Residents of Kuramo
The recent ocean surge and the quit order by the Lagos State Government to residents of Kuramo Beach may have truncated the party at one of Lagos’ erstwhile hottest fun spots, but Nseobong Okon-Ekong reports that the party has simply moved next door
Things are not what they used to be at the Kuramo Beach at Victoria Island, Lagos. For so long, the leisure spot progressed from existing in the shadow of its more popular cousin, the Victoria Beach, better known as Bar Beach to start a life its own. Soon, it would be miles head of the Bar Beach in fame and notoriety. The reference was to Kuramo when mayhem, crime and debauchery were in the air. Kuramo was believed in many quarters to be the modern day Sodom and Gomorrah, accommodating all kinds of vices and persons of easy virtue.

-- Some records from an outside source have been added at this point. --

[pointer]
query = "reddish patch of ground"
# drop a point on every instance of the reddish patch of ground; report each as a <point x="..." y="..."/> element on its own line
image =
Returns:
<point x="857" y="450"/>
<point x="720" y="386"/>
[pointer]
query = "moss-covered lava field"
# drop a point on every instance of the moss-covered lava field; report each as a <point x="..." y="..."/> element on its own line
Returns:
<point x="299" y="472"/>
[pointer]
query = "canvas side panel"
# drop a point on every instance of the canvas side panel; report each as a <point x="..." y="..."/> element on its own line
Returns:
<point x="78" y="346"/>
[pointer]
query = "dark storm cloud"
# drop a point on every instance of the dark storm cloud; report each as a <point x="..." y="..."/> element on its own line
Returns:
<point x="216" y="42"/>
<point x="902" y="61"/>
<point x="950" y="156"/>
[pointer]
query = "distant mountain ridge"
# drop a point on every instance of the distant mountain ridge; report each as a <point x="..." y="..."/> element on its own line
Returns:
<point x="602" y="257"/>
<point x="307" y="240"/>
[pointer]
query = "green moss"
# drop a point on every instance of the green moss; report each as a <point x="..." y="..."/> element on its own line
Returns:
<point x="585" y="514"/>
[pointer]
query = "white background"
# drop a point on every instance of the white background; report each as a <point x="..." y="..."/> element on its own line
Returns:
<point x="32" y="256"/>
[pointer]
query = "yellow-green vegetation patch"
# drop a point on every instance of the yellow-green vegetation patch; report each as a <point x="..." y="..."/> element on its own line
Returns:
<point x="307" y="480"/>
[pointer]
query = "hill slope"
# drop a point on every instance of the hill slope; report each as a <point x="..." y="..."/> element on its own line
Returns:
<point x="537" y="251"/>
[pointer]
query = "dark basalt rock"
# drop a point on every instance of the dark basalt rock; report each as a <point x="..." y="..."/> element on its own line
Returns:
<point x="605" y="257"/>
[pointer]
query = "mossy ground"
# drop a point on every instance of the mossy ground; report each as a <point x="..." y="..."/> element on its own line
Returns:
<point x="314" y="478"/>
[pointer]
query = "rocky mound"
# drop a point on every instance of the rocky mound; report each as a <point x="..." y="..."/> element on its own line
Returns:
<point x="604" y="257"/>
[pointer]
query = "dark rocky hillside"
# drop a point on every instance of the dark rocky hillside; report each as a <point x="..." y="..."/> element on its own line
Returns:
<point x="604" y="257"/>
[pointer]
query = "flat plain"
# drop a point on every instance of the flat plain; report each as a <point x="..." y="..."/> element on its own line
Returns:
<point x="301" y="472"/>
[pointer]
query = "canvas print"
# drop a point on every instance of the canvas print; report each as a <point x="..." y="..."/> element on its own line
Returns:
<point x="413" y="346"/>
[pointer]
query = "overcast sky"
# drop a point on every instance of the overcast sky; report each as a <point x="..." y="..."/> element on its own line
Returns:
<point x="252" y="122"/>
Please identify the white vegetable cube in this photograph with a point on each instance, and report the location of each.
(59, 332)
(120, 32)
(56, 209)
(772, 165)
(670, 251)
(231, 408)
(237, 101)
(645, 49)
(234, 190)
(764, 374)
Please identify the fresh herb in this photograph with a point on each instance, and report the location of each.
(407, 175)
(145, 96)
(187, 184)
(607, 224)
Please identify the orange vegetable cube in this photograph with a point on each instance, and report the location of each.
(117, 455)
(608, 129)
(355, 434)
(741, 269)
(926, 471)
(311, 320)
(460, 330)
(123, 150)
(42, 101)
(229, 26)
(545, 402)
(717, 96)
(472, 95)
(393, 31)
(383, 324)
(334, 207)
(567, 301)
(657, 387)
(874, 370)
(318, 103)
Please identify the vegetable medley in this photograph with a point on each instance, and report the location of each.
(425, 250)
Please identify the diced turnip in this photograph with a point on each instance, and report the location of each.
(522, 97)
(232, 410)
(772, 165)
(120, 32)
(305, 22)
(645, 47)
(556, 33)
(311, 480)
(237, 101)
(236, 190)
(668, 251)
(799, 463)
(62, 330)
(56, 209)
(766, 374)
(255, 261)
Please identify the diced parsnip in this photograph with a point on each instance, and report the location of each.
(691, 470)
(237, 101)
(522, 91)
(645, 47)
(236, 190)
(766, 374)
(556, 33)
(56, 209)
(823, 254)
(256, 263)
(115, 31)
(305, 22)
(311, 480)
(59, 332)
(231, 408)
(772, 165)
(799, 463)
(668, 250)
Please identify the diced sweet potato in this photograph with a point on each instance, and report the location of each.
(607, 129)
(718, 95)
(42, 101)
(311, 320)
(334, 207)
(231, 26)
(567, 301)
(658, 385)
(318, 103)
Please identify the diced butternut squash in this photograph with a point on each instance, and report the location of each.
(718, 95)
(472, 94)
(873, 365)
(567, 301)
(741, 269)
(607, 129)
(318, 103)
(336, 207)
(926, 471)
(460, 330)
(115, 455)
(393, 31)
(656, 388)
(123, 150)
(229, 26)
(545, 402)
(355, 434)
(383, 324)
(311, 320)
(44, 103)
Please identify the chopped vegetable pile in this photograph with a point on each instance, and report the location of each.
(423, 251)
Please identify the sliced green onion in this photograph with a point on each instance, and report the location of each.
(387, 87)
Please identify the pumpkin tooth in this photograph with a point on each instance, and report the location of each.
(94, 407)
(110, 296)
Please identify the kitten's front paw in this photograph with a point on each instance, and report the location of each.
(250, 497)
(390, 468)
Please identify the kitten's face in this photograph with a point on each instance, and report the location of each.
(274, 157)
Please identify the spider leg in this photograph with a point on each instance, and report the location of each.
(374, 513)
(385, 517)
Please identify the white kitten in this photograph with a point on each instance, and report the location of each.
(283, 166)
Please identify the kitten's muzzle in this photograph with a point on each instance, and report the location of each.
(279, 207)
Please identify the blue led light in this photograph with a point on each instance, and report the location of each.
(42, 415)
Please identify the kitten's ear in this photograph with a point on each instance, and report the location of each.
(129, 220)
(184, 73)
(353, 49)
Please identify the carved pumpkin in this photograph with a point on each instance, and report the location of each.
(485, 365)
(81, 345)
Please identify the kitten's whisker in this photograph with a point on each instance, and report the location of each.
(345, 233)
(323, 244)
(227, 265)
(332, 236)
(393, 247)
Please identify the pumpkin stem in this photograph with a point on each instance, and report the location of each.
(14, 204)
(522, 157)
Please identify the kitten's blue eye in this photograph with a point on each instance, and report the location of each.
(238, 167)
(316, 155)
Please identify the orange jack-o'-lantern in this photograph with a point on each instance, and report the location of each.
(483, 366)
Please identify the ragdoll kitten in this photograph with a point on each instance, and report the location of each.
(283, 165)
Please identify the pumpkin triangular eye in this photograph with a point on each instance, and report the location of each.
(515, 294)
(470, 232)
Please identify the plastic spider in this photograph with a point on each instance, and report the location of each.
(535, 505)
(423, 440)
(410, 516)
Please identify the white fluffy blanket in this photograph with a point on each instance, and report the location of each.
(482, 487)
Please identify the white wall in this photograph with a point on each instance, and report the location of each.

For whatever it was worth, the party at Kuramo Beach was brought to an abrupt and teary end recently, as the Atlantic Ocean crept in stealthily like a thief in the night. The raging ocean waters had cut through the patch of sand separating it from the Kuramo Lake. Following this tragedy, the Lagos State Government ordered an evacuation of the residents.
Residents of the commune were ill-prepared for the ocean surge, although a couple of them were still awake as is often the case with Kuramo which never goes to sleep, it was about 2 a.m. The majority of them were, however, asleep.
This reporter was at Kuramo in the early hours of Thursday, August 24. It is a new day at the once thriving leisure spot. An armoured personnel carrier stood guard where the entrance gate used to be. Before the ocean sacked the commune, fun-seekers were required to pay between N200 and N500 to access the place.
Rafiu Usman, who ran a small bar and fish barbecue spot at Kuramo, has since relocated to the Bar Beach, like several of colleagues. He is unbowed by the raging Atlantic and the insistence of the Lagos State Government to control human activities in the vicinity.
At the time of my visit, while all was quite at the Kuramo end of the beach, the party has simply shifted to the Bar Beach. However, not every former resident of Kuramo has decided to two Rafiu’s path. A good number of them have taken the twin warnings from the ocean and the government as a command to seek their fortune elsewhere.
This much was disclosed by Prince Kayode Aminu Akinbami, who used to live with his wife and two children at Kuramo. He has sent his wife and children ahead to his hometown in Ibadan. His days in Lagos are numbered. Akinbami, who calls himself Prince of the Coast, took up residence at Kuramo over 20 years ago after he lost his job as a sailor.
Speaking in impeccable English language, the Prince of the Coast said it may not have been rosy, but he was able to make ends meet by running a bar and providing “cabins” for overnight stay at N1000 per night. Now that his means of livelihood has been truncated, he is looking for a means to buy a vehicle with which he intends to ply the roads as a taxi driver.
Akinbami is not happy with his colleagues who failed to stop their trade in honour of the dead. Visibly pained, he lamented the loss of lives. “These were people that we lived and played; parents and their children. I knew all of them. The least we could have done for them was to close shop for one day, but I was surprised that people could not be persuaded to show such gesture.”
He was no less disappointed by the Lagos State Government. Comparing the Kuramo tragedy with the shooting in Colorado, USA, Akinbami recalled how the American President left everything he was doing to visit the bereaved. “What do we get here? Even if the President could not come, what about the governor of Lagos State?” he queried. “They only sent law enforcement agents to kick us out. It means that there is little value for human life in Nigeria. But when it comes to election time, they know that the votes in Eit-Osa and Alimosho local government areas matter.”
He was, however, grateful that the calamity did knock on their doors a few months back. He said the number of the dead would have been alarming. “The chairman of the local government visited us some time ago and ordered some shacks that were considered unfit for human habitation be demolished. This led to the evacuation of a lot of people from Kuramo. Otherwise, the recent ocean surge would have been a national mourning.”
The likes of Rafiu do not think their customers would have any difficulties in locating his new trading port at the Bar Beach area opposite the Tiamiyu Savage Street, off Ahmadu Bello Way. His only worry is that some of his clients loved the hide-away ambience that Kuramo offered. “Since it was tucked into the farthest end of the Bar Beach people who loved to enjoy themselves away from public glare preferred the Kuramo.”
The area boys are still in charge; locating a parking spot for your car and getting a fee for watching over it while you indulge. The taxi drivers are still alert, ready to take you to your destination. The sound of music was blaring from loud speakers competing for attention with the roar of the ocean waters. Revellers, who cared to dance, were up and moving to the beat. A couple of Aladura adherents were dancing to music of a different kind.
From the look of things, the Kuramo party has not totally ground to a halt. It has moved base to the Bar Beach, albeit in a moderated shape, as the new location is too much in the open to accommodate the social excesses that were carried on with reckless at the Kuramo.